How the dispatch pilot will work

Under the pilot, 988 counselors will be able to generate a dispatch request that feeds into a shared deployment platform so mobile teams receive more complete, trackable referrals. The tool, NCDHHS says, "connects people directly to trained counselors who can come to them and provide support," and officials say it is intended to speed up the response when someone reaches the lifeline. In its post, the agency pointed to a press release with additional operational details.

Where this fits into North Carolina’s crisis system

The pilot plugs into a crisis continuum that already includes 988, peer warm lines, mobile crisis teams, and facility-based crisis centers. Reporting by North Carolina Health News has documented tens of thousands of contacts to the state’s 988 operation in its early years and hundreds of referrals to mobile teams, a sign of growing demand for faster in-person responses. Advocates say pairing phone-based support with reliable field teams is crucial to keep people out of emergency departments and to avoid unnecessary police involvement when a clinical or peer response would be safer.

Technology and funding behind the pilot

The new dispatch tool will tie into the state's BH SCAN platform so staff can see team availability, create digital referrals and track outcomes as part of a broader move to modernize crisis technology and data. State planning documents list a "mobile crisis dispatch & tracking pilot" among near-term priorities and describe multi-year investments intended to expand mobile teams and crisis stabilization capacity. As outlined by the N.C. Department of Health and Human Services, the overarching aim is faster, more accountable responses that keep people in the community when that is clinically safe.

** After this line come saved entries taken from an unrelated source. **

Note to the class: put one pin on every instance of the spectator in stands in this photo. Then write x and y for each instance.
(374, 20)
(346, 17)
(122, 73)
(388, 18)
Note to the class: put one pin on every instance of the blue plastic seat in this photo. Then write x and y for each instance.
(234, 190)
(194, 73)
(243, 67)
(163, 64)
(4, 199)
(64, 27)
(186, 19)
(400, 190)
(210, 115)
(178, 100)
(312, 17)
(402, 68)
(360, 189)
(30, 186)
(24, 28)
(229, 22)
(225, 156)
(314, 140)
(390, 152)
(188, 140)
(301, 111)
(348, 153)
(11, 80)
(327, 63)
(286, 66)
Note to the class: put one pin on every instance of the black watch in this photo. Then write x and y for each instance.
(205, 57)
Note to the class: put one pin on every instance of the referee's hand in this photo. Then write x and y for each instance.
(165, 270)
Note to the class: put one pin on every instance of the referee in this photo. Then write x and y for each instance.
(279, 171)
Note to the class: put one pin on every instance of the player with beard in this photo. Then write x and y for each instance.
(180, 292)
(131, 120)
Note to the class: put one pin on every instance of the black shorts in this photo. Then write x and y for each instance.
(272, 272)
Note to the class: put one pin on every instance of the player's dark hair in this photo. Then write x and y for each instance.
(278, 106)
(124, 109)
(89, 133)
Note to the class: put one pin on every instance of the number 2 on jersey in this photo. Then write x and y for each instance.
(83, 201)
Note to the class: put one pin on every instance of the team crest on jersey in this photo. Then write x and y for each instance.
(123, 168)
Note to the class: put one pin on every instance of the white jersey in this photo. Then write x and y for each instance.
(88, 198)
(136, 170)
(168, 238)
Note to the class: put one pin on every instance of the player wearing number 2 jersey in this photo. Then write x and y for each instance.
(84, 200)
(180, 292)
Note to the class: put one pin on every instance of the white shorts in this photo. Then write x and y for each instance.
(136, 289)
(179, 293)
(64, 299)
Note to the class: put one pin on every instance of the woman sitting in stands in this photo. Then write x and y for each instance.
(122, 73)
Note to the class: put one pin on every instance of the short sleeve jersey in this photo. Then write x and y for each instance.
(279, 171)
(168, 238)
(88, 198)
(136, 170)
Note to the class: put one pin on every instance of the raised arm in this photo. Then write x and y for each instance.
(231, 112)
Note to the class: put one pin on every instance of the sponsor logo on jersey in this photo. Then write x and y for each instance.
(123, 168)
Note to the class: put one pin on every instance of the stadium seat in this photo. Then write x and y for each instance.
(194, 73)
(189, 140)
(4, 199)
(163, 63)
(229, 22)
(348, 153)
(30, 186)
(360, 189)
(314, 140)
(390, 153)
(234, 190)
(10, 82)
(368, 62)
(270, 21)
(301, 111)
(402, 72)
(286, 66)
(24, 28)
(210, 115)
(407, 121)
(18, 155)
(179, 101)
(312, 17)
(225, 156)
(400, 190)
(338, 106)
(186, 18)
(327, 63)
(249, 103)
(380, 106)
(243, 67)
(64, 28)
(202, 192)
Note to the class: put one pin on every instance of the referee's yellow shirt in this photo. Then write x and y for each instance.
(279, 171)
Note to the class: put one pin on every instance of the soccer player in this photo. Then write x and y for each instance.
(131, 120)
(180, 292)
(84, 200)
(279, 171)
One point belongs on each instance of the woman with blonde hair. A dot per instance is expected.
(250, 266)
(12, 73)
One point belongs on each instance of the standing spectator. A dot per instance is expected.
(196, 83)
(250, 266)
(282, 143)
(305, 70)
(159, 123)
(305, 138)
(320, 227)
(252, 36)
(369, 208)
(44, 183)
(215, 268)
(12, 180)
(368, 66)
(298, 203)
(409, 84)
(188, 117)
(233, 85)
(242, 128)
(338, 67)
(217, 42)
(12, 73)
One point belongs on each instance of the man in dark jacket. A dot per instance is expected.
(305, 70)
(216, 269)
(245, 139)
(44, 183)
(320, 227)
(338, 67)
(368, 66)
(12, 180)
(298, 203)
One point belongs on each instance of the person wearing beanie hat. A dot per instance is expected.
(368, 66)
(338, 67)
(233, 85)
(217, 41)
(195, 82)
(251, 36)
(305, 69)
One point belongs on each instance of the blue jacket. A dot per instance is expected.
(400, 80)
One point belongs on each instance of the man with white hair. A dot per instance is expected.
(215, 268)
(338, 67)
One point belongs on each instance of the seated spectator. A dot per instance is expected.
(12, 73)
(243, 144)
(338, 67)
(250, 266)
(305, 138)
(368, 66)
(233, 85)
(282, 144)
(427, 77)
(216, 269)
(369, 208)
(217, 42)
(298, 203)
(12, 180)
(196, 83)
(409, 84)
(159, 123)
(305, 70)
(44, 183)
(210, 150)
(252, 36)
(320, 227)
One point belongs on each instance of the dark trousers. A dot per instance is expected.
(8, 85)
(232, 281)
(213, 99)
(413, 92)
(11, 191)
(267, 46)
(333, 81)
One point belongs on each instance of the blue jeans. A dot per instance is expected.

Why advocates and federal guidelines back it

Federal guidance recommends integrating 988 with mobile crisis and stabilization services so phone-based counselors can quickly connect people seeking help with local, on-the-ground teams. SAMHSA's national crisis care guidelines couple a "someone to talk to" with a "someone to respond," and the FCC has adopted georouting rules designed to help callers reach nearby resources instead of distant centers. Advocates say those technical fixes, combined with a shared dispatch platform like North Carolina’s pilot, can trim the delays that now leave some people waiting for hours or routed to nonlocal providers.

How to get help now

If you or someone else is in crisis, call or text 988 to reach a counselor, and for life-threatening emergencies, call 911. NCDHHS maintains a searchable list of local mobile crisis teams and notes that 988 counselors can coordinate in-person responses when that is clinically appropriate. The directory includes local phone numbers and county-by-county coverage.

State officials say the pilot's first phase will be monitored for response times and outcomes, with lessons used to guide any broader rollout. The department expects to publish evaluation results and next steps as the test progresses later in 2026.